Первоцвет. Ранний цвет в российской фотографии. 1860–1970-е годы
Большой проект, затеянный МАММ десятилетия назад, показывали и раньше, но в гораздо более скромном масштабе. На этот раз из 800 работ было выбрано около 250. Выставка позволяет проследить, как менялись технологии цветной фотографии на протяжении более 100 лет. Поначалу снимки приходилось раскрашивать вручную. Впрочем, эту технику использовали и на протяжении XX века — примером могут послужить раскрашенные кадры Александра Родченко (МАММ — единственная музейная коллекция, в которой они хранятся), а также — Александра Слюсарева (1980-е).
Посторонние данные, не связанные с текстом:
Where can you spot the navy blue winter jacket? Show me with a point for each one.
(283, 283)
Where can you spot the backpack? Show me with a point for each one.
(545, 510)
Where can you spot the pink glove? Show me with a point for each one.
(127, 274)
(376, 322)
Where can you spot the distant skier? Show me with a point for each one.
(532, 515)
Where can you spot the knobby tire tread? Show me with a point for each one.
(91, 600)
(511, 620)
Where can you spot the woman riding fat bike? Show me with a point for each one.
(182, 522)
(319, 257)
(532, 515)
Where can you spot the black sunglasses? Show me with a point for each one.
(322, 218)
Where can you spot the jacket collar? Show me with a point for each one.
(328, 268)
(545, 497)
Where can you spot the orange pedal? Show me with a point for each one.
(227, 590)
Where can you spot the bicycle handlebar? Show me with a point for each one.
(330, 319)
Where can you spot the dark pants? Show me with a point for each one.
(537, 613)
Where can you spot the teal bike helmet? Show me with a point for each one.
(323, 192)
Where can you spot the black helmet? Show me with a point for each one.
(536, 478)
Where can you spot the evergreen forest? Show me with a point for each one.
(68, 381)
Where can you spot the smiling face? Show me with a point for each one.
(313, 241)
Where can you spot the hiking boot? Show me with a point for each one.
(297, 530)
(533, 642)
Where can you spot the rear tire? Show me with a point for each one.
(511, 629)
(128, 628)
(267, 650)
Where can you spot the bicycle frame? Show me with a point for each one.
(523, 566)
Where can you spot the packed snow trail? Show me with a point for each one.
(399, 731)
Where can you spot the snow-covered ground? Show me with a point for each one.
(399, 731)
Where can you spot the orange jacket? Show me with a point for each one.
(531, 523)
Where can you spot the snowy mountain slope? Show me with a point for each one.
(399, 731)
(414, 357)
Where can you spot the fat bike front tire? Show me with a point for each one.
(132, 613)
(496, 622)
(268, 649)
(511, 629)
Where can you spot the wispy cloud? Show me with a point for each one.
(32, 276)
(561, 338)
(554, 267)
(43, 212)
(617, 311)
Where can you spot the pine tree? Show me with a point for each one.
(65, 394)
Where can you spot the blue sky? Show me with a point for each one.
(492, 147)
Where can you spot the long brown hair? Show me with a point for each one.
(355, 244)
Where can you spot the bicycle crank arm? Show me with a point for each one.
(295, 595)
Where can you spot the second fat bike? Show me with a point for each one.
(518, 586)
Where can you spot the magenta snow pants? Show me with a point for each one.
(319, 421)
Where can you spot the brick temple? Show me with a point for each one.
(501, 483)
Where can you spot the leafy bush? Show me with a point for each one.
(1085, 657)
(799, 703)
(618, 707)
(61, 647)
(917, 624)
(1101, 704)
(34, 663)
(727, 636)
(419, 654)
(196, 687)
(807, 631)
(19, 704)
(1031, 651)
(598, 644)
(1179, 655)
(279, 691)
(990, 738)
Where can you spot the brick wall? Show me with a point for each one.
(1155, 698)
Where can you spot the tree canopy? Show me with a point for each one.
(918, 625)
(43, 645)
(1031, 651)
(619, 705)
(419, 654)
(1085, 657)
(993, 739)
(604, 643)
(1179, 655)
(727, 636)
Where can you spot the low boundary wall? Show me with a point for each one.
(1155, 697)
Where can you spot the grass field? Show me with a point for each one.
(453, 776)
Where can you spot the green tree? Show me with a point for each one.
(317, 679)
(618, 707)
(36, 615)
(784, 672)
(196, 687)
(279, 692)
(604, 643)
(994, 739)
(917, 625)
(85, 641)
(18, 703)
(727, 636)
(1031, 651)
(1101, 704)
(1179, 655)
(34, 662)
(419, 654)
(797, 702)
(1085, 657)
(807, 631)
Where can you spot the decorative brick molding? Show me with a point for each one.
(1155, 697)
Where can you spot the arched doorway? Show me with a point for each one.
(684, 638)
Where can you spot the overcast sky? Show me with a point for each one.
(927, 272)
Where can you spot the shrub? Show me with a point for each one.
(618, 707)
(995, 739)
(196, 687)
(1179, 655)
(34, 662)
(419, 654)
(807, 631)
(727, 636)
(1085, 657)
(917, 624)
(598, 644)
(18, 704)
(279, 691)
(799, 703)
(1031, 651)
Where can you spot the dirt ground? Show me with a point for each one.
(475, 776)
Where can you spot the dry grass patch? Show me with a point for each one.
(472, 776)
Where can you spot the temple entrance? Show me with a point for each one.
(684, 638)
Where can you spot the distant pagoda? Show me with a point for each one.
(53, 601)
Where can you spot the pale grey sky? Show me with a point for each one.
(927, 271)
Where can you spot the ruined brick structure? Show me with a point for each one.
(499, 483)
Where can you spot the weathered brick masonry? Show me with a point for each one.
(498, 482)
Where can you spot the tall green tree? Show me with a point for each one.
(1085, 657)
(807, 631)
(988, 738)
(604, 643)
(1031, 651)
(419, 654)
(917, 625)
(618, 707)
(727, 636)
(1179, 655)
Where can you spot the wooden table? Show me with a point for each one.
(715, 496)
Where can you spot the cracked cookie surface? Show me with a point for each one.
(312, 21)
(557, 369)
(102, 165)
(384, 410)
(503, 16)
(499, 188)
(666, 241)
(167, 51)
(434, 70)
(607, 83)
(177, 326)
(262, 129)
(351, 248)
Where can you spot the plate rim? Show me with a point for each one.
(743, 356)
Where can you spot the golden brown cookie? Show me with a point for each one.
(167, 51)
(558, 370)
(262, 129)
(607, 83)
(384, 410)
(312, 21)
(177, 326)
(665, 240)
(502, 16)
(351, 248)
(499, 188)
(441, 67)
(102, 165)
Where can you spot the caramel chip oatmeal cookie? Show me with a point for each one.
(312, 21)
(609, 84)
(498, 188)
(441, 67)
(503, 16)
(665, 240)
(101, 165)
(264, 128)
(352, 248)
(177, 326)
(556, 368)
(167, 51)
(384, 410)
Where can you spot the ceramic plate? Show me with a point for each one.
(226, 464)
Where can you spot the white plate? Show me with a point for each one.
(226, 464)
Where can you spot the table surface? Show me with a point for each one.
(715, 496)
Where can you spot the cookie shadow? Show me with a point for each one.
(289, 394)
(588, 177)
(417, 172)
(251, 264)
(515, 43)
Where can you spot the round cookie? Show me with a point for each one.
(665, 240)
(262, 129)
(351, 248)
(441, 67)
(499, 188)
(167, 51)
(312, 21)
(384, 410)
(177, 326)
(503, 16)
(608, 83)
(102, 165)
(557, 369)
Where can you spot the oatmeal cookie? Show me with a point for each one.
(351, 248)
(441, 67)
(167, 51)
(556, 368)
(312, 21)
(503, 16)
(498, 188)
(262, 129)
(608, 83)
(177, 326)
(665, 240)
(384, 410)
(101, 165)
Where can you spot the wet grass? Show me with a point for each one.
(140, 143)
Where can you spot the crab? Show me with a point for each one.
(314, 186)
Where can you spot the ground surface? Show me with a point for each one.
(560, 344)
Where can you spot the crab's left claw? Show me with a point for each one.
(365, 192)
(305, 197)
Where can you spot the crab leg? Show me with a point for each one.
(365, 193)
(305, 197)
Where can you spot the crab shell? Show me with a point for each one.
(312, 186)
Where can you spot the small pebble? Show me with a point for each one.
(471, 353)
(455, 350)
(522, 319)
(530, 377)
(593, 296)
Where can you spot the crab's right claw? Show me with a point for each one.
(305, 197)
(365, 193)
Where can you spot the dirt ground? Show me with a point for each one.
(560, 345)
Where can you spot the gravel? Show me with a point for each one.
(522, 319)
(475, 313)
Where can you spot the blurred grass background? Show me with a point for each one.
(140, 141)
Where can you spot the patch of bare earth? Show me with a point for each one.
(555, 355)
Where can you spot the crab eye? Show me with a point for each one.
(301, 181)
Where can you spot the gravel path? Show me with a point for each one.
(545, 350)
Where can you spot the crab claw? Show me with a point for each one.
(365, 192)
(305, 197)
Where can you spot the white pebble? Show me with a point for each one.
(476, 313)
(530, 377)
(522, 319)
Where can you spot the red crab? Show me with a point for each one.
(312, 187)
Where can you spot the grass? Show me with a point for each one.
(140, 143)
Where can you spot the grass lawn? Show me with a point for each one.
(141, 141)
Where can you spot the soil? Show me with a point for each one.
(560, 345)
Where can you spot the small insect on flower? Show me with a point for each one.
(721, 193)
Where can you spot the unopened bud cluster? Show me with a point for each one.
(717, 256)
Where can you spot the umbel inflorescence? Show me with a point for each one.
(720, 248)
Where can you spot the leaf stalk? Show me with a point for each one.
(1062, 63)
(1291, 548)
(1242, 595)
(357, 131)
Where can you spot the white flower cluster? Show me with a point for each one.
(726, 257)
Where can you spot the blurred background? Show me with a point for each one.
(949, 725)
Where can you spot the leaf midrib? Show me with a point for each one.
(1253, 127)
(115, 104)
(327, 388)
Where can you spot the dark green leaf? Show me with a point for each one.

В начале XX столетия братья Люмьер придумали первую технологию получения цветной фотографии — автохром. Примерно в это же время гениальный Сергей Прокудин-Горский запатентовал собственное изобретение — и создал коллективный портрет Российской империи.
В 1930-е появилась цветная пленка (в СССР собственную пленку стали выпускать в 1946-м с помощью трофейного оборудования). Однако по-настоящему массовыми стали цветные диапозитивы 1960–1970-х: поцарапанные рулоны до сих пор хранятся во многих российских семьях. Параллельно цвет осваивали представители андерграунда — на выставке можно увидеть слайд-проекции Бориса Михайлова. Впрочем, и совершенно официальный Дмитрий Бальтерманц, снимавший на дорогую и еще редкую в Союзе негативную цветную пленку, вовсе не выглядит «заказным». Напротив, его фото отличает гениальная легкость, идеальная композиция и «теплые» пленочные оттенки. Магию этих снимков не смогли разрушить ни советская цензура, ни безжалостное ко многим творцам время.
Фотографии предоставлены пресс-службой Мультимедиа Арт Музея.